Our room had students from West Bengal, Bihar, Orissa, all of who had come to Calcutta only to take this examination. With precious time lost at the beginning of the examination, we were left in a state of panic. We had worked ourselves too much to be in a proper state to answer questions comfortably. Can the college authorities compensate for the loss suffered by the students'
Sumita Das, Calcutta
Sir — In the report, “Siliguri schools better exam results” (North Bengal and Sikkim edition, May 21), The Telegraph has applauded Chirapravo Ghosh, a student of Don Bosco, Siliguri, who has scored 94.6 per cent in the Indian certificate for secondary education examination. However, we think that similar attention should have been accorded to four students from Stepping Stone Model School, Alipurduar, who have achieved more than 90 per cent. Two of them, namely, Manish Agarwal and Aritra Sen, have obtained 94.6 per cent in ICSE. The overall performance of the school is also laudable.

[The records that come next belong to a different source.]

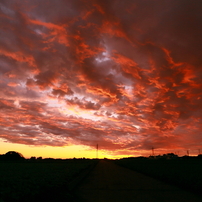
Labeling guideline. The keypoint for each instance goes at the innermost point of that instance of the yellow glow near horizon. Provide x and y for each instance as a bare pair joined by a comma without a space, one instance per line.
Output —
77,151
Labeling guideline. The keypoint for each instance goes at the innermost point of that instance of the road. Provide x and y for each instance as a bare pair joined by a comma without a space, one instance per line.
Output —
111,183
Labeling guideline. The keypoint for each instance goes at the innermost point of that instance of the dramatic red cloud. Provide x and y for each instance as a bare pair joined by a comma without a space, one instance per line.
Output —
126,75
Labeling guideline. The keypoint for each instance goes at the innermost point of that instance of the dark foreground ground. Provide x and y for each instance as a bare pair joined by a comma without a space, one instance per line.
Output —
110,182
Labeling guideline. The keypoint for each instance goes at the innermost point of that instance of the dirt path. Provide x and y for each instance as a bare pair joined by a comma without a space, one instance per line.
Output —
111,183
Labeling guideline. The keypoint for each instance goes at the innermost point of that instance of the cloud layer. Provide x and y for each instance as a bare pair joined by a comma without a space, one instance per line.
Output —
124,74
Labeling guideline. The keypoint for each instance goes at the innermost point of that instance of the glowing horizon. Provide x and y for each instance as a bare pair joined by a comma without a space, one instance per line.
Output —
126,75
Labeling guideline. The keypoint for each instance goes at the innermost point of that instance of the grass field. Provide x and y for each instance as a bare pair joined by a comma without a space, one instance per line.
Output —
39,180
183,172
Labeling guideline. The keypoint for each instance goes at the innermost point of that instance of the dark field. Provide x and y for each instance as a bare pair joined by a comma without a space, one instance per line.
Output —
54,180
45,180
183,172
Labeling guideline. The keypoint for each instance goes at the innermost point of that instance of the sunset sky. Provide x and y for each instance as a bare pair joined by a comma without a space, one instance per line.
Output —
126,75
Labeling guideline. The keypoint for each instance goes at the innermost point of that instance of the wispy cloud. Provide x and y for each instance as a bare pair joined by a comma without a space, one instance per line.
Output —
124,74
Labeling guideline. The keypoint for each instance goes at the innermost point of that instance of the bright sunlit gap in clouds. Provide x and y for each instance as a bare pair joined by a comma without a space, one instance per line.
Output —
122,74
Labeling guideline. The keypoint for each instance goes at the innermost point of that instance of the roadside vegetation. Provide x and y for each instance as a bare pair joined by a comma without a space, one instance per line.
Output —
185,172
39,179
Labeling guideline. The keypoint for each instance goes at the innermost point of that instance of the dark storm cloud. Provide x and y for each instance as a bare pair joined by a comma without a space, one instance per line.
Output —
126,74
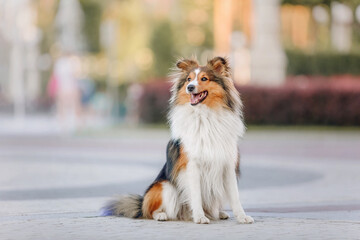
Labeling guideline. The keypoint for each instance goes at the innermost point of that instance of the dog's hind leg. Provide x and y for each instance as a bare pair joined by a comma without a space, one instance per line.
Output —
161,202
170,200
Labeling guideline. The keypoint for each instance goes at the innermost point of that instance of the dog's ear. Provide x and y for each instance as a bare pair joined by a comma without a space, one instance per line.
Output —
186,64
220,65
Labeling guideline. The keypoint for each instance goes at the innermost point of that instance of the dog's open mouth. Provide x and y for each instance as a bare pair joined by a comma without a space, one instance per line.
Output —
198,98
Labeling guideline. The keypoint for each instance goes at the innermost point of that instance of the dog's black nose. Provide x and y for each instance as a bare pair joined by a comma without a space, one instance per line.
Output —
191,88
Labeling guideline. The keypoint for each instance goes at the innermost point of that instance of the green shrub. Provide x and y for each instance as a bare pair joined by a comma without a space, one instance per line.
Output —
326,64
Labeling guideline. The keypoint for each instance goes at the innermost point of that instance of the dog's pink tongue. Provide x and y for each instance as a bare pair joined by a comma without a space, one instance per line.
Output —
194,98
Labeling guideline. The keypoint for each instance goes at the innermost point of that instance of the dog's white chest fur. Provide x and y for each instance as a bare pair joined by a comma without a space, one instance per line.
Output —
207,135
210,139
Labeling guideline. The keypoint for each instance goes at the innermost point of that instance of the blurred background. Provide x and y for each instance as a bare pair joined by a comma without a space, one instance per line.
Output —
84,94
71,65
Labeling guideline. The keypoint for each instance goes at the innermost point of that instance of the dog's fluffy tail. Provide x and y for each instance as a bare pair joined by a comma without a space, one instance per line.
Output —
127,206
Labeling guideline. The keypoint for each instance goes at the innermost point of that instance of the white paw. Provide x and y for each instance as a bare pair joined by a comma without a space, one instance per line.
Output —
223,215
245,219
160,216
201,220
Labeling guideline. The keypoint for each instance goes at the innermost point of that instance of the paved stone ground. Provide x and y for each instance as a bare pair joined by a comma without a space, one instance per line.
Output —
296,185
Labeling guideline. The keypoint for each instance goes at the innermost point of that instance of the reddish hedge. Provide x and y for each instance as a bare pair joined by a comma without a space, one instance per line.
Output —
304,102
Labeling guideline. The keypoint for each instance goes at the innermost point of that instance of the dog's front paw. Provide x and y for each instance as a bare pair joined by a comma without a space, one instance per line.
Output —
161,216
223,215
245,219
201,220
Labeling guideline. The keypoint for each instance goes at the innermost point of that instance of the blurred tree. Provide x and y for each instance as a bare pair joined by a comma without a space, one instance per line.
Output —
163,46
352,3
92,10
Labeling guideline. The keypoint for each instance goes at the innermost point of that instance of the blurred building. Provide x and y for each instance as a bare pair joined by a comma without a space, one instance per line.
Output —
119,43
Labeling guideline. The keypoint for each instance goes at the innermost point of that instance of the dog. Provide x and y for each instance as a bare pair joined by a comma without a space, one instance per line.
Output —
202,158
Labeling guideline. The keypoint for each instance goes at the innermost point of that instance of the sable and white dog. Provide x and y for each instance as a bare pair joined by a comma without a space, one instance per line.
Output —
202,165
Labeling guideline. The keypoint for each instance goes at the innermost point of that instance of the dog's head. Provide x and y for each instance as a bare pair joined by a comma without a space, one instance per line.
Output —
210,84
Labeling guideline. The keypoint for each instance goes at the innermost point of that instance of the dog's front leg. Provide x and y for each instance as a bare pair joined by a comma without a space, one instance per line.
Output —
195,193
233,195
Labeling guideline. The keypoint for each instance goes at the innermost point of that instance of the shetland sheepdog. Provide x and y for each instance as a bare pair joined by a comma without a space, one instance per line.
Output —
202,157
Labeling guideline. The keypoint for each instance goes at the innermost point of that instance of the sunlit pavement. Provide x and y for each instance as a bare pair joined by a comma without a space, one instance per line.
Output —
296,184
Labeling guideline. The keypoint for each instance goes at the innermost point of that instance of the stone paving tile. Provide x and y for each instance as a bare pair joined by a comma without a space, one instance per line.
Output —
122,228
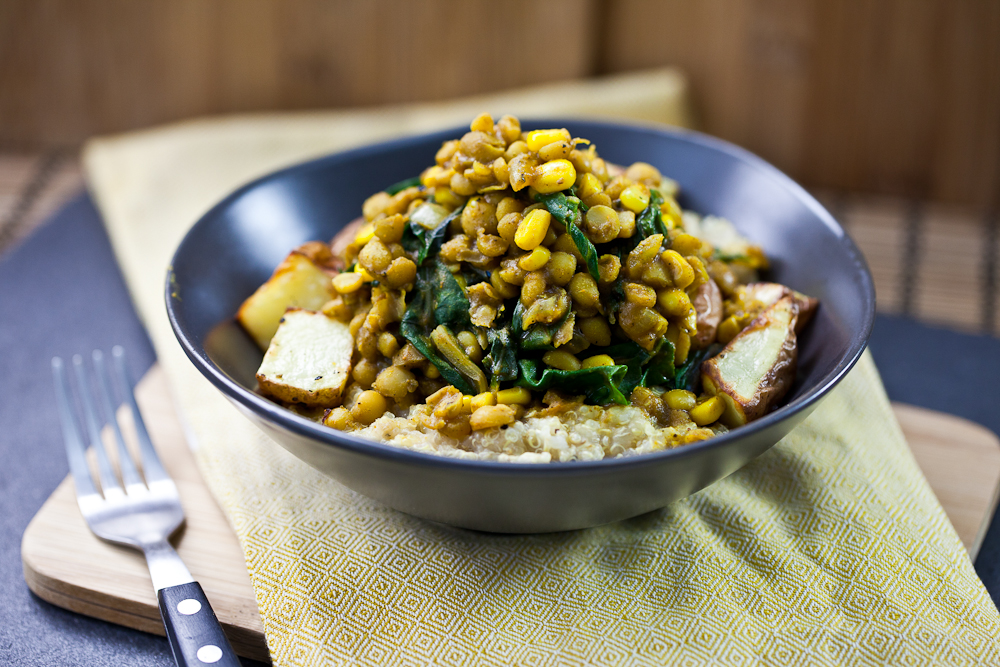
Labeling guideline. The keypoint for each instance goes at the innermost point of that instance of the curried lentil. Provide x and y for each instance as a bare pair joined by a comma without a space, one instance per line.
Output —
521,279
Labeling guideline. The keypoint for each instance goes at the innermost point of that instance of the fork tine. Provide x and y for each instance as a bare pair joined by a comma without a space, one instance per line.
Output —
151,465
109,482
71,432
129,474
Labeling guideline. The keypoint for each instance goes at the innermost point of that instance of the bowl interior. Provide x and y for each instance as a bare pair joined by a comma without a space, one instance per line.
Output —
237,245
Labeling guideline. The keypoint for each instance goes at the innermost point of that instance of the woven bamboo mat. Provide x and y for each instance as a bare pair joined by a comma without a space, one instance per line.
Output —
934,262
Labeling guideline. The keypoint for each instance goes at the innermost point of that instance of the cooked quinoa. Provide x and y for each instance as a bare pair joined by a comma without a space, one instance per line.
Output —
523,300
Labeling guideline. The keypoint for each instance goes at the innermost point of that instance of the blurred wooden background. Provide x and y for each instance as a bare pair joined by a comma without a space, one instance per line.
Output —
898,97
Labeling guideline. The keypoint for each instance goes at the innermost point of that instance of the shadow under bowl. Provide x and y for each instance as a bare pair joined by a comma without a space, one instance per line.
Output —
234,248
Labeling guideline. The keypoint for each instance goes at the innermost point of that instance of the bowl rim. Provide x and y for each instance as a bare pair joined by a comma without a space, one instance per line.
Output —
303,427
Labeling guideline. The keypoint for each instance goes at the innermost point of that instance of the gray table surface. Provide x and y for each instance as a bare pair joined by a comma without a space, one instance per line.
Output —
61,293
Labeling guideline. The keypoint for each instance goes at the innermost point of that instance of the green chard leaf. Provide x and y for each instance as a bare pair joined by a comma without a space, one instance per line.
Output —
659,370
599,384
568,210
451,306
426,242
649,221
538,336
501,362
586,248
396,188
688,375
419,321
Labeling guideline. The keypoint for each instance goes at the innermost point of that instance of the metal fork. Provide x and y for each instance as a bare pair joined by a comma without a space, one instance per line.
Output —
143,514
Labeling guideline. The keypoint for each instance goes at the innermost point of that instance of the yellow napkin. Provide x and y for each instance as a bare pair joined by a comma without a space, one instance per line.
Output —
829,549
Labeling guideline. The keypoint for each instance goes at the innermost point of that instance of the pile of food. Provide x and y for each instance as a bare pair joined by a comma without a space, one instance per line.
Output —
523,300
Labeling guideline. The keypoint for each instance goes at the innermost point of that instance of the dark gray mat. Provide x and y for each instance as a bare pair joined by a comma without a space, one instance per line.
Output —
61,293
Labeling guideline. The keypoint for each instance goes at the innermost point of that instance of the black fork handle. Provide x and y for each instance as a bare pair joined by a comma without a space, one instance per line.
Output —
194,633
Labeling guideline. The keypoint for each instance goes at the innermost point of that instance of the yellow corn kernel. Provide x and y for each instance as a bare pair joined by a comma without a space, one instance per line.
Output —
640,294
485,398
514,396
597,360
492,416
671,214
345,283
635,197
554,176
685,244
537,139
564,361
482,123
532,229
536,259
365,234
680,399
435,176
680,270
446,197
674,302
707,412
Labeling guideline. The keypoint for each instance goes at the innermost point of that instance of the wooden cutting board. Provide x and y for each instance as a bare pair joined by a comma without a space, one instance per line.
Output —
66,565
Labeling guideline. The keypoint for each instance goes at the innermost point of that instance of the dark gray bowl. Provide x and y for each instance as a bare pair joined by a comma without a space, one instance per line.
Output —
235,247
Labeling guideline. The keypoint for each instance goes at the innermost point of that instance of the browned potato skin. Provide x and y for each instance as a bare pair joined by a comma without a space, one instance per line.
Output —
770,293
324,398
327,397
776,382
262,326
707,303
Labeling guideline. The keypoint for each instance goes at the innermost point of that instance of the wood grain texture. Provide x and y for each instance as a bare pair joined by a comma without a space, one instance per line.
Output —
895,96
65,564
70,69
889,96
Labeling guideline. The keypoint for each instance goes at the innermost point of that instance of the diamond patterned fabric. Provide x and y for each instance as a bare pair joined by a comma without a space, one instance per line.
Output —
829,549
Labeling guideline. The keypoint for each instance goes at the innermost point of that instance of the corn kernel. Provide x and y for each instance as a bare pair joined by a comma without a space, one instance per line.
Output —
707,412
597,360
537,139
532,229
686,244
345,283
680,270
674,302
564,361
635,197
536,259
492,416
365,234
514,396
680,399
446,197
485,398
482,123
554,176
640,294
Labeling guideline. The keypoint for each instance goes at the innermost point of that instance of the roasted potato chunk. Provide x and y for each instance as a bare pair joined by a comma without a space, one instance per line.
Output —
769,293
298,282
308,360
755,370
707,303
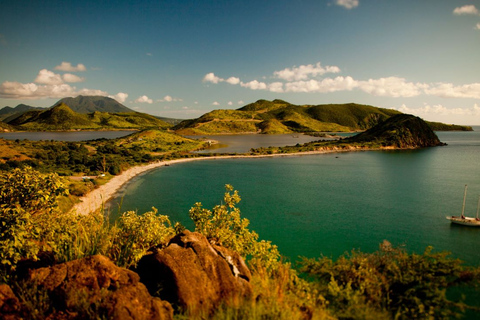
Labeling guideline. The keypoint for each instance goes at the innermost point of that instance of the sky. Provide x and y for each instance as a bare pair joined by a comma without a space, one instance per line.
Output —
181,59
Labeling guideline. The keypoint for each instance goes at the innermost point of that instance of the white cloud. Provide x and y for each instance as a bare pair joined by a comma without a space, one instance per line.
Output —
325,85
48,77
348,4
233,80
120,97
17,90
275,87
68,77
91,92
391,87
144,99
67,66
448,90
211,77
254,85
304,72
465,10
169,98
440,112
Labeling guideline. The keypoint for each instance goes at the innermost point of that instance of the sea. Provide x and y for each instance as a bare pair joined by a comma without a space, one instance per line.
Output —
330,204
65,135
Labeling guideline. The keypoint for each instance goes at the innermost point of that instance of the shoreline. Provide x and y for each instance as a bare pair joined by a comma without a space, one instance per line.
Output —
97,198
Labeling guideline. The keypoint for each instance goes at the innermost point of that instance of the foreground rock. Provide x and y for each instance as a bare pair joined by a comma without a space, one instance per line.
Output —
10,307
95,285
194,275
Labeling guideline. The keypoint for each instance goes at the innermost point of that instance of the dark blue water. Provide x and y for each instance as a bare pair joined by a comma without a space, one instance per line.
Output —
65,135
332,203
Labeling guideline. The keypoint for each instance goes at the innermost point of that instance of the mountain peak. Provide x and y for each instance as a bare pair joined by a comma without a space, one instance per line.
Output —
89,104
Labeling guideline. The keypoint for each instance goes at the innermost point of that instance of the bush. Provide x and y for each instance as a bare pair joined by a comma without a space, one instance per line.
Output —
27,201
224,226
391,283
134,234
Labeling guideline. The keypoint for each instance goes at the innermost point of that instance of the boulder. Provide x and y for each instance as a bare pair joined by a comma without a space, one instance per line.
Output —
194,275
9,304
95,285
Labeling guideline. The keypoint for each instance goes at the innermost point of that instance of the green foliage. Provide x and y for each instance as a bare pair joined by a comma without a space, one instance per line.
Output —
134,234
390,282
95,157
224,226
27,199
61,117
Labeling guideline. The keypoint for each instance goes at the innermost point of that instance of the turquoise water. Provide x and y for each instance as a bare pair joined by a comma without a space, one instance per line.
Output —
330,204
65,135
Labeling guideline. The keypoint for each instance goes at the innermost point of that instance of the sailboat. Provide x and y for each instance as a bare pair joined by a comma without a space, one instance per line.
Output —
466,221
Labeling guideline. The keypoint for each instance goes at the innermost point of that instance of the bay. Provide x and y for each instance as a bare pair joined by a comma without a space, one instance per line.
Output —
65,135
329,204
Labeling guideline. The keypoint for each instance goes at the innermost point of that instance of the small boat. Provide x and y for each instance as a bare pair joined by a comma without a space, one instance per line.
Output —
466,221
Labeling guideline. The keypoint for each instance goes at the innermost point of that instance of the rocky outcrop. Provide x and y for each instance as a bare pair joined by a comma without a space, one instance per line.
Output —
97,285
194,275
10,307
400,131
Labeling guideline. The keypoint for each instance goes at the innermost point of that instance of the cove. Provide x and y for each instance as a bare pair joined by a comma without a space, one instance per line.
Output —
330,204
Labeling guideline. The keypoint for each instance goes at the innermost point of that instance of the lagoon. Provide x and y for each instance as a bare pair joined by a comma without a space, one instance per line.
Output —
329,204
65,135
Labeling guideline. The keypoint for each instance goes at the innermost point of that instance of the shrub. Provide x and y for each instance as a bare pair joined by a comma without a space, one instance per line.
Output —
224,226
134,234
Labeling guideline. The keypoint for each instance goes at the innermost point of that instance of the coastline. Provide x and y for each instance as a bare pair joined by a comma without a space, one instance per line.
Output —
96,199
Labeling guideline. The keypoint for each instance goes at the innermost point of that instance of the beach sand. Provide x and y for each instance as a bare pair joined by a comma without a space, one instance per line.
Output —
96,199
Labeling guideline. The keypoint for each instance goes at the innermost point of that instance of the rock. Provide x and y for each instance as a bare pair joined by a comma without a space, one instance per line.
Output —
9,304
95,285
192,274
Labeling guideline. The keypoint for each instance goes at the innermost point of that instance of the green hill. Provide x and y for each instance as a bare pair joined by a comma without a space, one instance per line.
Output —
279,116
62,117
399,131
88,104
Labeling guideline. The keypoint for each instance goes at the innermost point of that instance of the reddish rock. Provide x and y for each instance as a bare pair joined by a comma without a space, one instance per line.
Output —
95,285
9,304
192,274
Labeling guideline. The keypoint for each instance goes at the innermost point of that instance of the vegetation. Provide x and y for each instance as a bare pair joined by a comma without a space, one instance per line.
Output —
401,131
95,157
62,117
278,116
387,284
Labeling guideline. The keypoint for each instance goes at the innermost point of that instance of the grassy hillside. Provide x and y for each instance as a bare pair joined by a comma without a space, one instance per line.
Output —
96,156
279,116
89,104
61,117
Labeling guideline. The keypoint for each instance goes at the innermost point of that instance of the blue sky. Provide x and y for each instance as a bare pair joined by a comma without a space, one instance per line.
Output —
182,59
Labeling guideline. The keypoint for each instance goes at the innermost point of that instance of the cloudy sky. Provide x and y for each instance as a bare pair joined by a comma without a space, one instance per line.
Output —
184,58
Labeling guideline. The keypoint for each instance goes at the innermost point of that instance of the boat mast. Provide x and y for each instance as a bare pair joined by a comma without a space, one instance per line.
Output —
478,205
464,197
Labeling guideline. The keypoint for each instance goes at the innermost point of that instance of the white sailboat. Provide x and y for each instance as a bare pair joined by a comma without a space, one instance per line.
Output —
463,220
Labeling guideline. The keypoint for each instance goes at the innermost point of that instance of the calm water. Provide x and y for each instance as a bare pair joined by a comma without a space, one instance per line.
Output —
65,135
329,204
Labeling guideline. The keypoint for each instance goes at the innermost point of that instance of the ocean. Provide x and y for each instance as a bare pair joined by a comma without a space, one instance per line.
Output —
330,204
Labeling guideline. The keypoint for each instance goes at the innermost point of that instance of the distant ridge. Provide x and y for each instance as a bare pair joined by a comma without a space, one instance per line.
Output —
279,116
400,131
62,117
88,104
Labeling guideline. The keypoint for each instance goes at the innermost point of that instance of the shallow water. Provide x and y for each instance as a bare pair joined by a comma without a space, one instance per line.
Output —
332,203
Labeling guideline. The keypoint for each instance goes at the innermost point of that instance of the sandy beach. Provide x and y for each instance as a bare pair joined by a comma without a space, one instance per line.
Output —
96,199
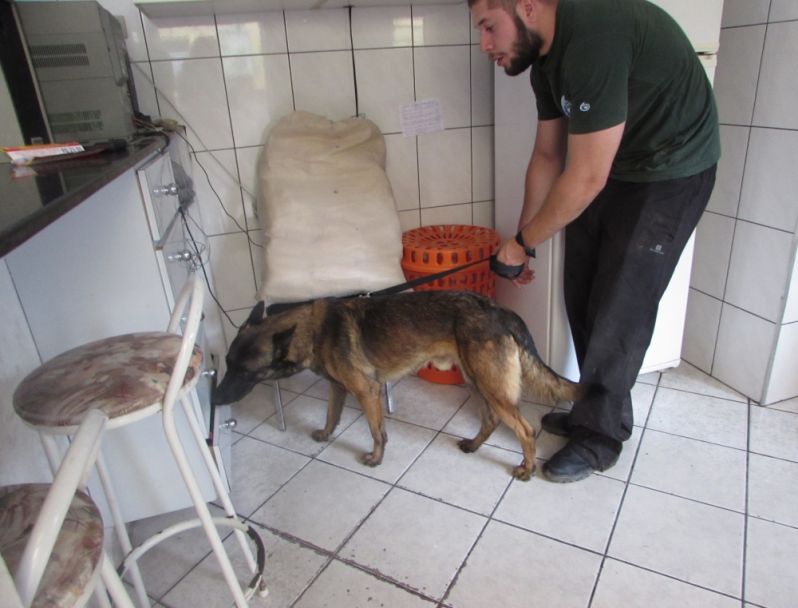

Anand and Amrik, Jalpaiguri
Sir — In a developing country like India where a sizeable population lives below the poverty line, repeated price hikes in bus and train fares undoubtedly affect the students of the country. Reaching the venue of the various competitive examinations conducted by the government sometimes entail a lot of travelling. This is an expensive proposition for many. The government should not only offer sizeable concessions to the examinees, but also consider making the travel free for the needy examinees.
B. Jagdish Rao, Calcutta
Sir — The Reserve Bank of India’s “clean note policy”, which forbids banks from giving customers soiled and stapled notes, quite evidently is no guarantee the public will not be duped. The report, “Fake notes' No problem if you’re a prize client” (April 30) shows how premier banks are exploiting its unsuspecting customers. Although people usually examine and count notes, especially if they are large ones, the inexperienced have no idea how to detect the fake from the real. The RBI should look into the problem. It is not the responsibility of the common people to ensure only real currency is circulated.
Anjali Kumar Pande, Calcutta
Sir — Bhaskar Dutta rightly notes that the extra credit availability may stimulate growth given certain conditions (“For smooth functioning”, May 9). But with more credit available, chances are the government, given its insatiable hunger for credit to finance its deficit, will end up borrowing more from the market than entrepreneurs.